Good, Bad, and Lying Resumes
Studies show that nearly 70% of the candidates lie in their resumes. This makes resume screening a taxing task for the hiring team. I have nothing against lying in resumes and perfectly empathize with jobseeker’s anxiety about getting an interview call. Some exaggerating is only harmless overselling, but falsifying academic qualifications is closer to criminal disinformation and can have repercussions. The job of the recruiter or the interviewer is to find the true worth. The best way to choose candidates is to have a strong criteria document. Make sure you approach each candidate with a positive mindset let him speak without interruptions and let his/her cosmetic layers melt away. Then ask probing questions your chances of finding the best person will only improve with patience and good listening.
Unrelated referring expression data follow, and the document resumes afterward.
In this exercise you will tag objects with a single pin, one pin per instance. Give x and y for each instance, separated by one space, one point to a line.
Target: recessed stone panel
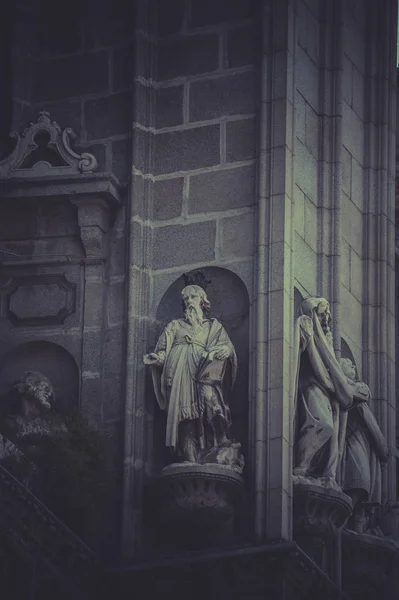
39 300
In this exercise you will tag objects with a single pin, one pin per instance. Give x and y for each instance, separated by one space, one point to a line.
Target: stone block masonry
203 140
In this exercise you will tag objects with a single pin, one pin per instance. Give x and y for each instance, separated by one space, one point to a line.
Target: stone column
379 226
94 222
138 282
272 414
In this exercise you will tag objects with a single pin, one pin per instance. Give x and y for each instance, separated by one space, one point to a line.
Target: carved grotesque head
194 298
32 394
348 368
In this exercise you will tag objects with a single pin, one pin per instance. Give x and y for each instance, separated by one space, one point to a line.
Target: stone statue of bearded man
193 362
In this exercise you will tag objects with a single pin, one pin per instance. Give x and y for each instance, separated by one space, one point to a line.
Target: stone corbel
94 219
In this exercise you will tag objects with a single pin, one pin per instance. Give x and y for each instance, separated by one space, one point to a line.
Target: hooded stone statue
366 448
322 394
192 361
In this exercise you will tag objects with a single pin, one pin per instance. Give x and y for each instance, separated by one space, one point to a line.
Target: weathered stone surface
237 235
144 97
187 149
93 304
170 16
222 190
240 140
356 276
305 265
108 116
184 244
169 106
141 149
353 133
65 113
113 400
207 12
92 343
98 150
352 224
40 300
357 188
299 211
306 171
122 67
144 59
106 23
121 159
346 172
57 29
242 45
71 76
312 131
307 79
168 194
116 302
191 55
308 32
227 95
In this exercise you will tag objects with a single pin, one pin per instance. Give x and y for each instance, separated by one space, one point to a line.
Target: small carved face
348 368
44 394
192 297
35 388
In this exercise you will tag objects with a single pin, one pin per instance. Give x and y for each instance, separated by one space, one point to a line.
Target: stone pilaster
272 429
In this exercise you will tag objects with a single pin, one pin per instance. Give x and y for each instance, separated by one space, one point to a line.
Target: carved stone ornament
45 149
320 511
197 504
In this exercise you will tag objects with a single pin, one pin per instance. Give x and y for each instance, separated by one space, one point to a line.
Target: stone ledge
92 185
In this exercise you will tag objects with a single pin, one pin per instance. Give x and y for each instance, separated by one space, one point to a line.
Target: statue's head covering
308 305
36 388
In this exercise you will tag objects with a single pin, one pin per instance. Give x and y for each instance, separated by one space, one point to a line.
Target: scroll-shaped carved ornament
44 149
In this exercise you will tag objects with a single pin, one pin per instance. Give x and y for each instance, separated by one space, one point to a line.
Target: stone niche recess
57 215
205 503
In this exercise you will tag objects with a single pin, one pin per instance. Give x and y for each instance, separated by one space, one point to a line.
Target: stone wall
248 143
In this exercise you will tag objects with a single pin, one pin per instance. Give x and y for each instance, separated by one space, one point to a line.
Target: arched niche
50 359
229 300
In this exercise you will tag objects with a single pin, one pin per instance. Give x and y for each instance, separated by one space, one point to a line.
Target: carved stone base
369 566
320 511
197 504
319 514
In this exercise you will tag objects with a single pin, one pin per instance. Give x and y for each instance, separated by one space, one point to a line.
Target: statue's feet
300 471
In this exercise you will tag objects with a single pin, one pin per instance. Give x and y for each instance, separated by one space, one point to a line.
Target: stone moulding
197 504
45 149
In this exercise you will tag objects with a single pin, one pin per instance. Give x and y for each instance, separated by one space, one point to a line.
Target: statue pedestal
319 514
197 504
369 566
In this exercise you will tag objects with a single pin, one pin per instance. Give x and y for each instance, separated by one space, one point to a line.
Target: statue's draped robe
365 448
317 368
177 384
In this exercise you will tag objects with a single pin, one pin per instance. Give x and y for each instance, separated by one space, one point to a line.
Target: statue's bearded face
192 297
348 368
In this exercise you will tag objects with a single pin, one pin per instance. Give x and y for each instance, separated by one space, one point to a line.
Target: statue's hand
151 359
222 354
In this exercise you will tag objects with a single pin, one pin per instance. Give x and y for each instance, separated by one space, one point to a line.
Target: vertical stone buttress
272 432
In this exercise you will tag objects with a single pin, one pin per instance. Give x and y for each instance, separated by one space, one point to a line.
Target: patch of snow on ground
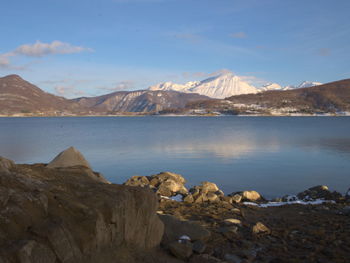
297 202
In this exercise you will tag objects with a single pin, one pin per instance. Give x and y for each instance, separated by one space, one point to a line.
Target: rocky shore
65 212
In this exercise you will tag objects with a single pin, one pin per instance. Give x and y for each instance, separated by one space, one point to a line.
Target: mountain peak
223 84
308 84
13 77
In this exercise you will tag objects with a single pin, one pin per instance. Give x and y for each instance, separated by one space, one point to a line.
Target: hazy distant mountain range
224 85
19 97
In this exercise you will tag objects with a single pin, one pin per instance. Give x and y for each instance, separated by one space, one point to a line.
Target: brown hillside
20 96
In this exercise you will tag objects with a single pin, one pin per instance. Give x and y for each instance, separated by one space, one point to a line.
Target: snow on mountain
308 84
271 86
222 86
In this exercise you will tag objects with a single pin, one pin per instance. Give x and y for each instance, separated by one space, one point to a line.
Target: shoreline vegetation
66 212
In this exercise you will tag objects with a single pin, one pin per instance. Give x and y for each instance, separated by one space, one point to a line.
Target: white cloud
120 86
238 35
40 49
4 60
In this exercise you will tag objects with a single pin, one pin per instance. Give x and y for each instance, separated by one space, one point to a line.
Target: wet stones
165 183
319 192
206 192
260 228
175 228
72 161
250 196
5 164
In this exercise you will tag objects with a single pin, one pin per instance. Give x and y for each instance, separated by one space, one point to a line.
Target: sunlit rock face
221 86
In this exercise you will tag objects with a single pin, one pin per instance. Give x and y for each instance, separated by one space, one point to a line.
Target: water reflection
271 155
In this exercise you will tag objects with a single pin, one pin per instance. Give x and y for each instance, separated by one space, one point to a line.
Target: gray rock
236 198
232 258
65 216
199 247
250 196
232 221
213 198
138 181
319 192
204 258
33 252
347 195
208 187
260 228
69 158
6 164
188 199
164 176
181 250
175 228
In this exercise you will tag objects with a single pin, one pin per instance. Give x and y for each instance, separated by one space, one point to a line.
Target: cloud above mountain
40 49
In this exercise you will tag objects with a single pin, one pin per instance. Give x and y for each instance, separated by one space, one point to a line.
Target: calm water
274 156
Recruiters by and large expect a bit of decoration laced with brazen lies. There is nothing one can do about it more than reject the candidate at the time of the interview or withdraw the offer if an offer is made. The process of recruitment and resume screening is getting increasingly templated, and the resumes are also becoming just as templated to match them. Once my HR Manager was seemingly frustrated because the shortlisted candidates were failing at the technical interview. It then occurred to me that great resumes need deeper scrutiny with some suspicion. Some better resumes may not have been written by the candidates themselves, or written in pre-designed templates, or worse still ghostwritten by professional and paid resume writers. I remembered that a couple of candidates wrote the same paragraphs on their career objectives and could not elaborate on what they meant by it when asked. So, I imagined that some of the bad or discarded resumes might have honest resumes in the bunch. It is difficult to find an extremely honest one with no exaggerations.
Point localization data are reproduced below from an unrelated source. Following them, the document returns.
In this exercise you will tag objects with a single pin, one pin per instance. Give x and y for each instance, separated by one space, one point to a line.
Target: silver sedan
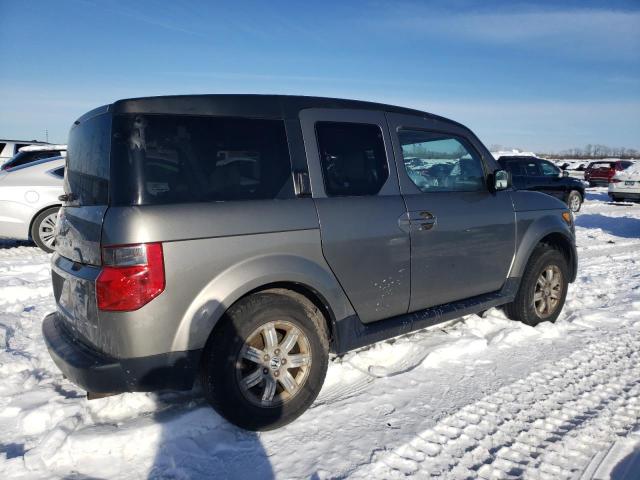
29 201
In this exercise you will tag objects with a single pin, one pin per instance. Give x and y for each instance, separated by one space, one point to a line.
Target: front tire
43 229
574 201
265 364
543 288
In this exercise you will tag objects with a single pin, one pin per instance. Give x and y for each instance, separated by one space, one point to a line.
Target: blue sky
541 76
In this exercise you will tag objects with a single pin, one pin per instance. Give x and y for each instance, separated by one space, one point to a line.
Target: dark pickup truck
532 173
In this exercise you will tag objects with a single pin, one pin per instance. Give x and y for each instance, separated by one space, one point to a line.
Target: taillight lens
131 276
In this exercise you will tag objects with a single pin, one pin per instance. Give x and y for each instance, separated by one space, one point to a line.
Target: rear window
159 159
353 159
88 161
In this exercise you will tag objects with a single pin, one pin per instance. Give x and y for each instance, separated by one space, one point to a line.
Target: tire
42 229
543 258
574 201
225 368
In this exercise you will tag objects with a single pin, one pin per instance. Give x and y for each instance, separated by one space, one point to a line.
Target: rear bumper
603 181
98 373
624 194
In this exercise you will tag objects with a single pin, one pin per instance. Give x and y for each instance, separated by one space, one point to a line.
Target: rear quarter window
161 159
87 170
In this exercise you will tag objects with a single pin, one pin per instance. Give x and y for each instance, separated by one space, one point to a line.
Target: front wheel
265 364
574 201
43 229
543 288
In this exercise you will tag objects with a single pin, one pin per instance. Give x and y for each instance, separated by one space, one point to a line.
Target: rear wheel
43 229
574 201
543 288
266 362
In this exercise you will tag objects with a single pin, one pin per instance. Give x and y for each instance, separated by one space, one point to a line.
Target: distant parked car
8 148
29 201
32 153
625 184
601 172
532 173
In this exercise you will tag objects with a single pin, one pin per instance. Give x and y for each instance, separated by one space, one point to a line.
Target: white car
8 148
625 184
29 201
31 153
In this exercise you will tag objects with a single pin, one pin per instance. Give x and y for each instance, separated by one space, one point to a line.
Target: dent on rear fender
232 284
532 227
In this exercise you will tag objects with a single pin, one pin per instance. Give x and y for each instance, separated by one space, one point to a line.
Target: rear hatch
76 263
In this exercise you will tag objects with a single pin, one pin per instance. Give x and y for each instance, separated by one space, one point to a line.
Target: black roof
265 106
523 158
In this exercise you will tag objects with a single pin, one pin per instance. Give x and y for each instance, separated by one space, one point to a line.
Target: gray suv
241 239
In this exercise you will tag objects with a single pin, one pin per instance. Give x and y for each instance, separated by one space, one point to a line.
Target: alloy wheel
273 364
46 230
548 291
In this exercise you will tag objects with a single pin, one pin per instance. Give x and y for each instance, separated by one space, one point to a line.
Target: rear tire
43 229
543 288
574 201
251 374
One of the rejected resumes caught my eye. He randomly filled college marks as 99.7%. When I called him, it turned out that he was a university topper. He agreed to see us the same evening. Our Technical Head and I were bowled over by the kind of learning he was doing in whichever way he could afford. His work experience was of little consequence, and we ignored it. I offered to pay for some of the courses he wanted to do if he joined us. He later turned out to be our smartest hacker and problem solver. A catch we got by bending our hiring process.
Nowadays AI is bringing seismic changes in the hiring process with tracking systems of applicants. In some ways, AI reduces biases and makes hiring fair. But I fear a highly mechanized process reduces human judgment. I don’t have much experience in hiring but my odd ability to pierce through the smokescreen and pull out the best person has brought me good results many times. The ‘H’ in HR is there for a purpose.